An example is the 2008 work Stand out of my light (the truth), a mysterious form created by juxtaposing white and dark grey marbles, with the junction line falling in the trajectory of the shadow that the corner of a wall projects on to the floor, indeed causing the word “shadow” to appear in the description of the sculpture as one of the materials used.
In another work, The Mystery hidden by a cloud, created in 2013, it is the title that sparks a form of debate between light and shadow as a “role playing game” between the perception of the spectator and the materials used. Here, around half of the surface area of a large mass of black Belgian marble is sprinkled with powdered sugar to recreate the visual effect of a cloud spreading over a mountain, rendering one part darker than those that are still bathed in sunlight.
The title of the exhibition, Finalmente solo [Alone at last], invites the public to leave “outside” the thousand acoustic and visual sensory stimuli that bombard the contemporary man, the real time connections, the anxiety about being constantly omnipresent. It urges us to return to reflecting, to feeling the works that he has “staged” with body and soul. Caravaggio opens the gates of his “magic circle”, to liberate us from convention and banality and forces us to look at the world as if we were seeing it for the first time, and fantasise about what we are seeing.

“The universes of Caravaggio,” according to Emma Zanella and Lorand Hegyi, “transmit constant vibrations that the public is invited to feel and receive, implementing forms of recognition that change constantly. Each one of the sculptures by Gianni Caravaggio indeed contrasts our usual abilities to find our bearings and the standard thought processes that are part of our way of seeing the universe, of our perception of the real processes that govern human and social relations”.
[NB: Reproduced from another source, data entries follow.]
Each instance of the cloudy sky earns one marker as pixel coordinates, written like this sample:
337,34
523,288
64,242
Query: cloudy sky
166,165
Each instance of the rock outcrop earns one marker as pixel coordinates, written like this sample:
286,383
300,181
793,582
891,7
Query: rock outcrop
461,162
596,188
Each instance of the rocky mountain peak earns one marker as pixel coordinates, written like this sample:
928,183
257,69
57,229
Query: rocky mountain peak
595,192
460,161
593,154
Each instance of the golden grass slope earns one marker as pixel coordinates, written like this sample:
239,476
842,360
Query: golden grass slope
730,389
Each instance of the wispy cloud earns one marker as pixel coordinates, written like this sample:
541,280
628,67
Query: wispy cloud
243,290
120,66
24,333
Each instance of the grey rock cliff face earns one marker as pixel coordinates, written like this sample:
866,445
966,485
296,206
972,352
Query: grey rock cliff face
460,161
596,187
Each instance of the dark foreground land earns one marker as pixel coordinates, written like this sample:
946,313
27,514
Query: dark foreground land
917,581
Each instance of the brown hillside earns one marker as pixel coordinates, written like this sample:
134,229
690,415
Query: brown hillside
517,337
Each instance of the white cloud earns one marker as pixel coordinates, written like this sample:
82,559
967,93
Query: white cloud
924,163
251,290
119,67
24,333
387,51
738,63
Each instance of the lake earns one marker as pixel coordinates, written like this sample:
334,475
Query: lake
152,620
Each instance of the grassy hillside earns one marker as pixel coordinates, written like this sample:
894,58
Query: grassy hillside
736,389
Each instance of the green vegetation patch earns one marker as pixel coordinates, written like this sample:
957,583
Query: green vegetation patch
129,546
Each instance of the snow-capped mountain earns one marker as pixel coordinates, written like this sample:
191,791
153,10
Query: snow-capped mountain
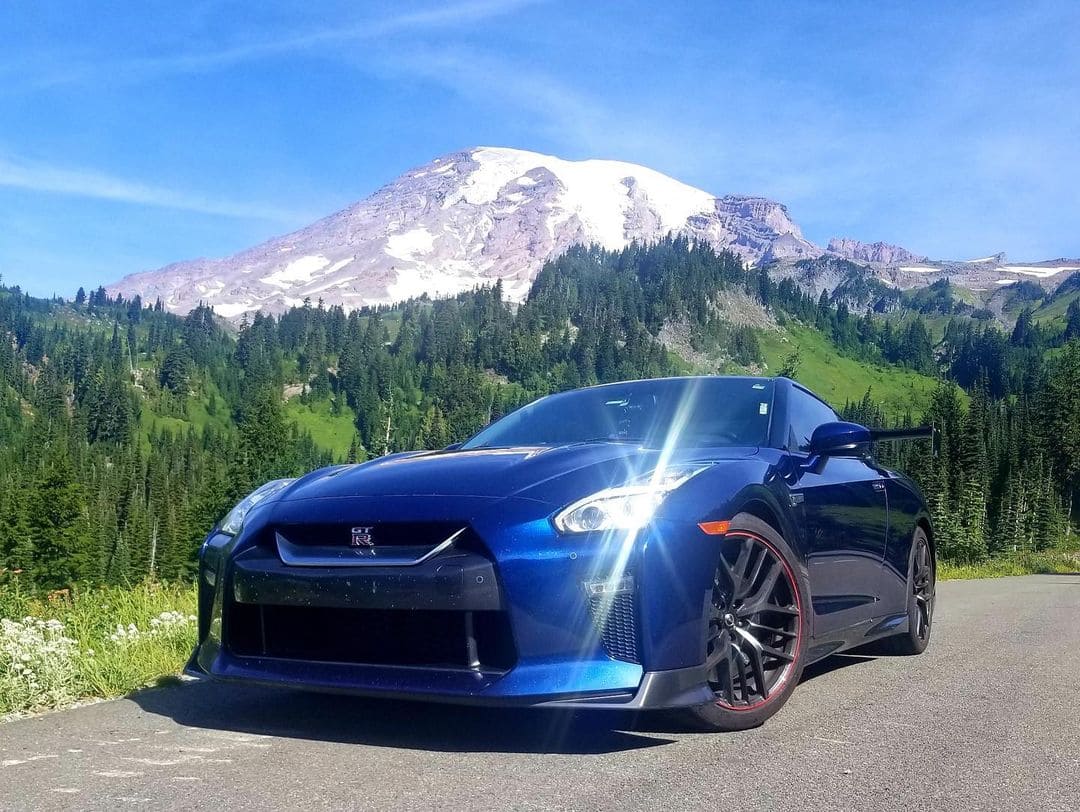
471,217
466,219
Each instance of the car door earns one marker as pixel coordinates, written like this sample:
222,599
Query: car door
842,508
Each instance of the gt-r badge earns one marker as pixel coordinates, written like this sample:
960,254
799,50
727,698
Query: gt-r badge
362,538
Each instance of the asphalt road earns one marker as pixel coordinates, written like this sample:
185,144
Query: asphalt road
988,718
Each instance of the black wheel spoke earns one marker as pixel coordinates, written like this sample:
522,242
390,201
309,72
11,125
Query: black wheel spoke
739,570
922,589
753,633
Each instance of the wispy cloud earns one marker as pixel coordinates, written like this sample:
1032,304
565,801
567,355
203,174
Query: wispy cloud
35,176
271,45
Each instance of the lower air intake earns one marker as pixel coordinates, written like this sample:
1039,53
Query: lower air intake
616,620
“The bittiness of objects,” they continue, “their general fragility and the perishable nature of the results obtained when materials are combined, convey a sense of distance, of the “far-away” in terms of time and space, which can be linked to potential contexts, to relevant centres and connections. Melancholic bewilderment, this sensation of existential isolation and the inner turmoil of the various components of the installations intensify the prospects of intelligible systems in which reason reveals itself”.
The exhibition is accompanied by the catalogue by Silvana Editoriale published by the two museums (in three languages: Italian, English and French) with texts by the museum directors Lorand Hegyi and Emma Zanella, by Jean Luc Nancy, Alessandro Rabottini, Federico Ferrari and Gianni Caravaggio himself.